# Reputation and Humility



## Skyler (Jan 31, 2011)

Where is the balance between humility and maintaining a good reputation?

Should we respond to slander? Or should we suffer it quietly as Christ suffered His accusers?

Does it make a difference if the slander will impact the church (say, if the person in question is in a leadership position)?


----------



## Edward (Jan 31, 2011)

There is a duty to maintain your reputation:

"A good name is to be chosen rather than great riches" 

But that doesn't mean having a race to the bottom with your slanderer (thinking of an exchange referenced in another thread a few days ago).


----------



## Jack K (Jan 31, 2011)

Let's assume it's _my_ reputation at stake, not Christ's reputation...

The urge to protect one's reputation is a strong urge that usually reveals an insecurity. It's the sort of insecurity that believers who're truly resting in God's approval of them, in Christ, ought not to have. This urge to defend oneself usually reveals an underlying craving for man's approval. We ought not to be driven by such things.

However, it's not always kind to others to allow people to simply walk over you or say/believe falsehoods about you. There are good reasons why we often ought to stick up for ourselves. It confronts others about their sin, and it protects our reputations for the sake of ministry to others. The key word here is "others." We defend our reputation when it's in the best interests of _others_ for us to do so. When it only soothes our own egos, we ought to feel no need for such defense. We get all the strokes we need from being in Christ.

This is easier said than done. It takes a strong confidence in Christ to have no interest in your own reputation for your own sake.

Yet we have seen it modeled well. Jesus defended himself sharply when it was necessary for confronting the Pharisees or establishing his authority to teach, yet managed to do it without a trace of self-interest. Paul also defended himself against his critics for the sake of his ministry to others, yet was hardly driven by a need for human approval. 2 Corinthians 10-12 is a great case study on this topic.
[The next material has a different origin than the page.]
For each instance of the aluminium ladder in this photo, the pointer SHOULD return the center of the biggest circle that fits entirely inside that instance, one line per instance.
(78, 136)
In short, we don't seek a "balance" between humility and reputation. Rather, we seek the good of others above ourselves and seek to rely only on God's favor for our approval. This results in both a deep humility and, at times, a vigorous response to slander. Both at once.


----------



## MW (Jan 31, 2011)

Second Corinthians abounds with personal defence for the sake of the ministry entrusted to Paul. On the one hand he shows a willingness to be considered as less than nothing if it means that Christ is exalted and followed, and on the other hand he is not willing to suffer the least criticism if it means the things he preaches shall be diminished or if he will lose the credibility which is necessary to be a useful minister to others.


----------



## MW (Jan 31, 2011)

Jack K said:


> Paul also defended himself against his critics for the sake of his ministry to others, yet was hardly driven by a need for human approval. 2 Corinthians 10-12 is a great case study on this topic.


 
Jack, Sorry for repeating what you said. I responded before reading your post.


----------